US crude exports have averaged 4.08 million barrels per day (bpd) so far in 2023, up from an average of 3.53 million bpd in 2022, according to the Energy Information Administration.
Mr Joel Hanley, global director of crude and fuel oil markets at S&P Global, said that out of the 61 dated Brent assessments to July 27 that have included WTI Midland, the US grade has been among the most competitive in all but one, while it has been the single most competitive alone on half of those days.
This means WTI Midland is effectively setting the price for the benchmark.
Other physical crude grades are feeling the pressure as a result of the US supplies.
The price difference for Forties crude cargoes loading in the North Sea to dated Brent averaged a discount of 2.9 cents a barrel in July, down from a premium of 12.4 cents in June and 24.5 cents in May, according to data on Refinitiv Eikon.
“As Midland becomes more and more important in the dated Brent assessment, it has a knock-on effect on other grades having to price themselves lower to compete with WTI Midland,” said Mr Rohit Rathod, market analyst at energy researcher Vortexa.
The pressure exerted from the WTI Midland exports is even extending to Asian markets for Middle Eastern crude.
Murban crude from the United Arab Emirates is close in density to WTI Midland, but with more sulphur, and is used by traders to compare the economics of shipping WTI to the east.
The premium of Murban futures to Dubai quotes averaged US$1.90 a barrel, steady from the previous month, while that for cash Dubai gained 43 cents to US$1.57 a barrel during the month, according to Reuters calculations using market trade data.

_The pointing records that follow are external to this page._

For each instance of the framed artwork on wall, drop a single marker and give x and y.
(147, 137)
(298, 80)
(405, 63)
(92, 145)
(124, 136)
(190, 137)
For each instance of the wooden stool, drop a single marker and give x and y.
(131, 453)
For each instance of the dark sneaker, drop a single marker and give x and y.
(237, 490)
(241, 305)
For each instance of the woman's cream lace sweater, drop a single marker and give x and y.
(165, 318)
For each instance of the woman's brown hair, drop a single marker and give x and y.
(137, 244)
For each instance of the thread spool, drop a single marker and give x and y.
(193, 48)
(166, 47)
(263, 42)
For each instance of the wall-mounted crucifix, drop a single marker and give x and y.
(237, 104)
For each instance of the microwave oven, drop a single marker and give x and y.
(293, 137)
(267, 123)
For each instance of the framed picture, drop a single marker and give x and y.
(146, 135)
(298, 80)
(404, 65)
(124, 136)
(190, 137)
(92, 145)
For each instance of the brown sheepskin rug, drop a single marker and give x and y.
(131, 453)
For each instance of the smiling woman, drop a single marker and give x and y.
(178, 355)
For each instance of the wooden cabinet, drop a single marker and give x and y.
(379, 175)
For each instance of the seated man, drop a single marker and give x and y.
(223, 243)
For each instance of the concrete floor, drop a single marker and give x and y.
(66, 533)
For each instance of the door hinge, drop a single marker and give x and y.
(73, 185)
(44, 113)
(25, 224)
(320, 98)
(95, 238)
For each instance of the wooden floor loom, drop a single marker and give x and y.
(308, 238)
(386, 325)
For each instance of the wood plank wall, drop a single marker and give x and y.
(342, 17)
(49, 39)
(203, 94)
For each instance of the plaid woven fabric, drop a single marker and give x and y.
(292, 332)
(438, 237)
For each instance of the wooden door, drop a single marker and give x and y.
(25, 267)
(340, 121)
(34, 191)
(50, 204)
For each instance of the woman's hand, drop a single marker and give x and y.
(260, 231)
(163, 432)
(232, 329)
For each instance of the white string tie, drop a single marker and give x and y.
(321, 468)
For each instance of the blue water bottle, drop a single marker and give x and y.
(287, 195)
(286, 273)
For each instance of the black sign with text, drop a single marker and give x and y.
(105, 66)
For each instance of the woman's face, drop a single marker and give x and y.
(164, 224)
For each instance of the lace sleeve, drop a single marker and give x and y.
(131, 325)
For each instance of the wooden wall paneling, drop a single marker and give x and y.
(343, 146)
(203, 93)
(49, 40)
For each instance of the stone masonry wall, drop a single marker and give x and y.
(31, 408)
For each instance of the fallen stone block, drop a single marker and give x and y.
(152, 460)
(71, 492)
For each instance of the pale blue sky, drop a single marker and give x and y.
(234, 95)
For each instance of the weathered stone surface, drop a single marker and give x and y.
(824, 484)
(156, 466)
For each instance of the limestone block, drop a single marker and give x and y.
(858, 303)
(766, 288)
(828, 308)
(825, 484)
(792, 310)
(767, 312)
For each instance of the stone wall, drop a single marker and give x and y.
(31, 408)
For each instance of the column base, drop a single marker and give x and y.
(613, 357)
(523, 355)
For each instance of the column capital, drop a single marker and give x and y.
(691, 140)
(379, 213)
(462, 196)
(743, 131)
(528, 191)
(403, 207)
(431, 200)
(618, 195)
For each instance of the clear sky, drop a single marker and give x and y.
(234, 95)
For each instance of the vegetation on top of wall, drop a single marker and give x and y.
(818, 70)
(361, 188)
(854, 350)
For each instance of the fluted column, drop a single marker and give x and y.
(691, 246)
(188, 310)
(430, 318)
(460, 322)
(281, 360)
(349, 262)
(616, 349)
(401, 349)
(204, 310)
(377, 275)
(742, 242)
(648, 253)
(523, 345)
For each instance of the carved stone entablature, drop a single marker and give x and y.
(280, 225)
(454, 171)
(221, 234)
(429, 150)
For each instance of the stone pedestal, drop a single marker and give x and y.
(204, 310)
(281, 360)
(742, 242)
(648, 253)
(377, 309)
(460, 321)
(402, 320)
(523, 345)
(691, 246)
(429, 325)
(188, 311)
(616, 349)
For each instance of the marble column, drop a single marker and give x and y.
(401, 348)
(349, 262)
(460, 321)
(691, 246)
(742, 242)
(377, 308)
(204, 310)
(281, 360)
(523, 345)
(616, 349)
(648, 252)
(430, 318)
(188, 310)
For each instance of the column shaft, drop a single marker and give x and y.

A near-record volume of WTI Midland is set to be shipped east in August.
“There is more and more WTI production flooding the global markets,” said Mr Adi Imsirovic, director at Surrey Clean Energy, who formerly headed global oil trading at Gazprom Marketing and Trading.
Unlike crude from producers in the Organisation of the Petroleum Exporting Countries, or Opec, who are currently reducing output to support prices, “WTI is freely traded, without destination and output restrictions, and WTI value has become a key to the global pricing”, he said.
The increased WTI flow to Europe has weakened Brent futures relative to Dubai, though Dubai has also strengthened after Saudi Arabia announced in June additional output cuts beyond what Opec and its allies agreed to.
The cuts have reduced the amount of high-sulphur Middle Eastern crude, particularly medium and heavy grades, available to Asian refiners.
Brent’s premium to Dubai, or the Exchange of Futures for Swaps, averaged 78 cents a barrel in July, the narrowest in more than two years.
The effect has been to make low-sulphur Atlantic Basin crude such as those from Europe, Africa and Brazil more affordable for Asian buyers and boosted demand for WTI Midland in the region, with a Singapore-based oil trader saying the grade kept Murban prices in check in July.
Mr John Evans of brokerage PVM Oil said that even as crude demand to Asia should be falling as some refiners carry out maintenance ahead of the Northern Hemisphere winter, there is great interest in bringing WTI to Asia.
He noted that the grade’s discount to Dubai, expensive Saudi Arabian crude and low freight rates are making WTI attractive.
The flow of WTI into Asia in August is high, but not quite at the previous record, and that is “impressive enough to keep the bulls interested”, he said.